Physics first calculated the pressure distribution inside the proton and found that in the most intense point it reaches 1035 Pa, 10 times exceeding the indicators in the center of the neutron star.
Neutron stars are one of the most dense objects in the universe. Matter in them is so compressed that one teaspoon of the substance will be about 15 times heavier than the moon. However, researchers from the Massachusetts Technological Institute found that the conditions inside the proton are much more severe.
It turned out that the kernel strives to break out the outside, and the surrounding region pushes it inside. This can be compared with a inflating tennis ball inside the collapse of the soccer ball. Related pressure stabilizes the overall structure of the proton.

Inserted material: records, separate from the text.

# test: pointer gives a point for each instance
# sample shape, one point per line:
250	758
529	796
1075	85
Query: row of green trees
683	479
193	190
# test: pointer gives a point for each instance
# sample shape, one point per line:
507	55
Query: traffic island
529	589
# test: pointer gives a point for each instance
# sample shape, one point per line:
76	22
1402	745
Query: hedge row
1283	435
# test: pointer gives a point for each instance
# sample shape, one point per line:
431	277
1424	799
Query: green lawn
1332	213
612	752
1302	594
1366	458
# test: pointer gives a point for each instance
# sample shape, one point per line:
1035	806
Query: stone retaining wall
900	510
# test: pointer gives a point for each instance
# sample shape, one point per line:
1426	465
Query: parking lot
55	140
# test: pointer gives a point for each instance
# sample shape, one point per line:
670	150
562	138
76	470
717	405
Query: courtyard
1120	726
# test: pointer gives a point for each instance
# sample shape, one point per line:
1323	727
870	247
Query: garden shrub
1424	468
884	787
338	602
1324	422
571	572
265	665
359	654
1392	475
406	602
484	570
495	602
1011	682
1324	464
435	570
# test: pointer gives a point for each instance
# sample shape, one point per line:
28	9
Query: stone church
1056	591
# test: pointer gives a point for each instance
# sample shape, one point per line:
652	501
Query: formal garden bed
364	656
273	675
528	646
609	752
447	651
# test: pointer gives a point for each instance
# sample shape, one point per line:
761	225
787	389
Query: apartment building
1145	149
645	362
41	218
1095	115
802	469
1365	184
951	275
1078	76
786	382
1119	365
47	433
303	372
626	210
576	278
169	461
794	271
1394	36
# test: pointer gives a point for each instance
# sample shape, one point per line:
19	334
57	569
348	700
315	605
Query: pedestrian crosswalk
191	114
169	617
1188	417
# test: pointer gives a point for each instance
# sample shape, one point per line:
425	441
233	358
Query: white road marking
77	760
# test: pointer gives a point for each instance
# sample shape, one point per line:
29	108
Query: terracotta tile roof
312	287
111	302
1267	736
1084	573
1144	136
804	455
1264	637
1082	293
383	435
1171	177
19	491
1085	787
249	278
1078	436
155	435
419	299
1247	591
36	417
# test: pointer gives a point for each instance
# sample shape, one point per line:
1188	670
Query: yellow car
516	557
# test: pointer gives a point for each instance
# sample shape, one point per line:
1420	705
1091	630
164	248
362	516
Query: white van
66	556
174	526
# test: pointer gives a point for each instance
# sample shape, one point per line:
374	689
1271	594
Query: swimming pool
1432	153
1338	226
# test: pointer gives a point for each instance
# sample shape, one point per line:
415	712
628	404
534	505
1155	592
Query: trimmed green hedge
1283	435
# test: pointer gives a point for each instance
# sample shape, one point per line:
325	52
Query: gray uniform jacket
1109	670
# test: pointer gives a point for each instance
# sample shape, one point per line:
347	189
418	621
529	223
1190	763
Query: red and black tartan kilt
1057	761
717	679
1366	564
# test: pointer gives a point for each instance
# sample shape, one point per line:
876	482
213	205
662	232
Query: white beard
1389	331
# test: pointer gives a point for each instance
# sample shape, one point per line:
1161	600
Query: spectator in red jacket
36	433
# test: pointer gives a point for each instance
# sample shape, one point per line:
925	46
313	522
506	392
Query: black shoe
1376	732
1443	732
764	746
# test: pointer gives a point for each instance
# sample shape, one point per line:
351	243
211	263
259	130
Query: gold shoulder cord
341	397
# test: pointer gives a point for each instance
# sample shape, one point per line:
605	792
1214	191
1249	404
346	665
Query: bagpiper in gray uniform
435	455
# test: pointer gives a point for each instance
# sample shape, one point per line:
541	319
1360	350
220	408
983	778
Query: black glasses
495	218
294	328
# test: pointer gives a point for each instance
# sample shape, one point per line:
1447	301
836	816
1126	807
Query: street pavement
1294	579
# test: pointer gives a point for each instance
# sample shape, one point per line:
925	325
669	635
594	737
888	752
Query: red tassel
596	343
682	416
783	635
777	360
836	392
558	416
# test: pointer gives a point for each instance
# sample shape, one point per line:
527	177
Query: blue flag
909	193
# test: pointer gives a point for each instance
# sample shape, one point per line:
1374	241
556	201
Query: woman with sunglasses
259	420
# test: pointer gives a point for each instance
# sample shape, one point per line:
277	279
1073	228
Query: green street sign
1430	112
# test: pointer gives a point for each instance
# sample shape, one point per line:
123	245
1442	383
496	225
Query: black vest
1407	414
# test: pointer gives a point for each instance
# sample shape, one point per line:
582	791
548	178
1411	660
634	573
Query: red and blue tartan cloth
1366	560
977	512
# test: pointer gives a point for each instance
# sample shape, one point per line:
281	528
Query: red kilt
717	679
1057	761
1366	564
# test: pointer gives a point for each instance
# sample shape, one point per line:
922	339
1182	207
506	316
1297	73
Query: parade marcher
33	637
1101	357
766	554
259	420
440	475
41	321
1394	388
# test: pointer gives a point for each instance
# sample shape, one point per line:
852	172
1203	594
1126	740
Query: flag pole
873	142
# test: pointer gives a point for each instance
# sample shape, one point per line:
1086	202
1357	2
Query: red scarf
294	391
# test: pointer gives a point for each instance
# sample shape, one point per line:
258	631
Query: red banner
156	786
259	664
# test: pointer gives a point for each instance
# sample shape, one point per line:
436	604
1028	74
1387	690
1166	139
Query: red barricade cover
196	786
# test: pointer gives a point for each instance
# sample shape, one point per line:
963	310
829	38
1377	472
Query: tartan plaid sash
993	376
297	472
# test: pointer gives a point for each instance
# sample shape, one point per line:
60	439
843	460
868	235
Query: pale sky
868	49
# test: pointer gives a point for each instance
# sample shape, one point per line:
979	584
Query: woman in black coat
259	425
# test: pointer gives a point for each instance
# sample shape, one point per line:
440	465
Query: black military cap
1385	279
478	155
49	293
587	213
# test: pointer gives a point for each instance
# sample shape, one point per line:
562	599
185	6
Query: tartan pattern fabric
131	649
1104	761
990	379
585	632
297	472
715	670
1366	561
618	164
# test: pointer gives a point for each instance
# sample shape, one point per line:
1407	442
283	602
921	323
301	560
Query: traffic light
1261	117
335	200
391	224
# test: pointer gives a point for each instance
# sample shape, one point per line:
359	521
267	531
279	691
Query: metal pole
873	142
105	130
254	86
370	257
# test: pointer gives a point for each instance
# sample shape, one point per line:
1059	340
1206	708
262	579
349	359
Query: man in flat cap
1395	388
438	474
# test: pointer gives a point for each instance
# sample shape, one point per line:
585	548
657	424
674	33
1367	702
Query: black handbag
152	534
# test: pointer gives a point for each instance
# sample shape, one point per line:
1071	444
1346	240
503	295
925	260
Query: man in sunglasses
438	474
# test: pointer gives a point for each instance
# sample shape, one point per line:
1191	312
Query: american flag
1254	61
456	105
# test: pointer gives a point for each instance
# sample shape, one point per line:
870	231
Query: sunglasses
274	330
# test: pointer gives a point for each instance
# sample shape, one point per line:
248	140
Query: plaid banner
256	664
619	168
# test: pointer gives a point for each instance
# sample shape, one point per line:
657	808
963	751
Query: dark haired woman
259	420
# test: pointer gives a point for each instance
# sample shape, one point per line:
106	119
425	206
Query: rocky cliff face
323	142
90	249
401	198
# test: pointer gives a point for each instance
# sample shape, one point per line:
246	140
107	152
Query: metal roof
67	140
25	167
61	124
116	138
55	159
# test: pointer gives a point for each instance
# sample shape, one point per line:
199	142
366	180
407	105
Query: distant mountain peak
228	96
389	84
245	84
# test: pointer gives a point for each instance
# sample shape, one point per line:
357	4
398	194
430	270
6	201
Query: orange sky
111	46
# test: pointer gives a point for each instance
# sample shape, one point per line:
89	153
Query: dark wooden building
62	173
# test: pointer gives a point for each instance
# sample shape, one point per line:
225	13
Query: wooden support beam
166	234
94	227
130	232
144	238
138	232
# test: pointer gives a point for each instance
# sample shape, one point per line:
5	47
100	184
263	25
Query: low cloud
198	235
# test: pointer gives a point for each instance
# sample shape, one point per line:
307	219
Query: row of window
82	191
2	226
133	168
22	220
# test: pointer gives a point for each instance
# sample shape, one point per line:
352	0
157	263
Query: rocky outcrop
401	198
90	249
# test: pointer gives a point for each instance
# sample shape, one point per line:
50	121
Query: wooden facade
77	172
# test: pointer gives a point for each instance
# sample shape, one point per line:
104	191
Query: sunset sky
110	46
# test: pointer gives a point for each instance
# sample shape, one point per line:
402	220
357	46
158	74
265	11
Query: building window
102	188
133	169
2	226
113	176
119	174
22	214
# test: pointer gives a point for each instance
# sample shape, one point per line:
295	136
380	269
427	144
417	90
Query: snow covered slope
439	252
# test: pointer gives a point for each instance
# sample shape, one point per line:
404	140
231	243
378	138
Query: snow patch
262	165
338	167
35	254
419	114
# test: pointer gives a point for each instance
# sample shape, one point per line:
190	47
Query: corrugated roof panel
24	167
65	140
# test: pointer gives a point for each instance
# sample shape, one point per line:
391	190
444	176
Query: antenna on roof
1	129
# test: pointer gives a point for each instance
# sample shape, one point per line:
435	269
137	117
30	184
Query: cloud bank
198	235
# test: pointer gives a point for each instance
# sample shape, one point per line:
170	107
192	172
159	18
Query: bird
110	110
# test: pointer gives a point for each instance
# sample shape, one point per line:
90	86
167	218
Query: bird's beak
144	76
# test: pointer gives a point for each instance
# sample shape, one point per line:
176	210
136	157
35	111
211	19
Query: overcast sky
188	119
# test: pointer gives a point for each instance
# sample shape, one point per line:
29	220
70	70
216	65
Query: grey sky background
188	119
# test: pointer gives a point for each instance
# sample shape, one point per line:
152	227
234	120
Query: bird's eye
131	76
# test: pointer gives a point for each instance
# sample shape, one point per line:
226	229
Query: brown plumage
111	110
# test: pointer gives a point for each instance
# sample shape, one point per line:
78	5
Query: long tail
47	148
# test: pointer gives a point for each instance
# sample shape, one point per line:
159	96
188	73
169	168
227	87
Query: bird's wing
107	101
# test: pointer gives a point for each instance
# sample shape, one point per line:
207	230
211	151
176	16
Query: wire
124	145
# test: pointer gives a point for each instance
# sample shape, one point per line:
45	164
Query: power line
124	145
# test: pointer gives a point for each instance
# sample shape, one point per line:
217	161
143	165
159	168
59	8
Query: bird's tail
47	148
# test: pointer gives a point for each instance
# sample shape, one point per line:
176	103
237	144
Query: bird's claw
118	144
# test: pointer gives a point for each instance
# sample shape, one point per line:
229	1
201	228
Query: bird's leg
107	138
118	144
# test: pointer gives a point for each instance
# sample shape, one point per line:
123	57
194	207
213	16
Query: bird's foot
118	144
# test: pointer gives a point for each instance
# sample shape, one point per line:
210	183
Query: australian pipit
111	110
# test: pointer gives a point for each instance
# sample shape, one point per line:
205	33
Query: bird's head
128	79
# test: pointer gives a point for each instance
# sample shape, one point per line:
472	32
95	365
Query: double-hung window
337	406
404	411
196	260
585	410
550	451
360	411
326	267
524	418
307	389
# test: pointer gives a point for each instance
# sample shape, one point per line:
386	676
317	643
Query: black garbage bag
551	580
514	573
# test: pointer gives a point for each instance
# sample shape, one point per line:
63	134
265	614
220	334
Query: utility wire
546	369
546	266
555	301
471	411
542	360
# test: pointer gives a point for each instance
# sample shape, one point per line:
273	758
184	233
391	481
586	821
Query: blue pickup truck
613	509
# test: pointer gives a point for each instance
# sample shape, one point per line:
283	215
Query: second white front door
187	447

Physics used previously performed measurements of the core conditions of the fundamental particle, which took into account only quarks, and added the effect of gluons into the model. The command used the method of lattice quantum chromodynamics, which is a system of equations describing strong interaction. The calculation of the interaction of quarks with gluons requires very complex computing, so they involved several supercomputers at once.
After 18 months of analyzing various configurations, scientists from MIT identified the average pressure at each point from the proton cent to its edge. As expected, the contribution of gluons has a significant impact on the pressure distribution, increasing the indicator at the most intensive point to 1035 Pa, which is about 10 times higher than in the center of the neutron star.
Pressure distribution scheme in proton.
Inside the proton there is a bubble quantum vacuum couple of quarks and antiquarks, as well as gluons appearing and disappearing. Although the calculations include these fluctuations, it will require much more powerful detectors to confirm them, such as an electron-ion collider.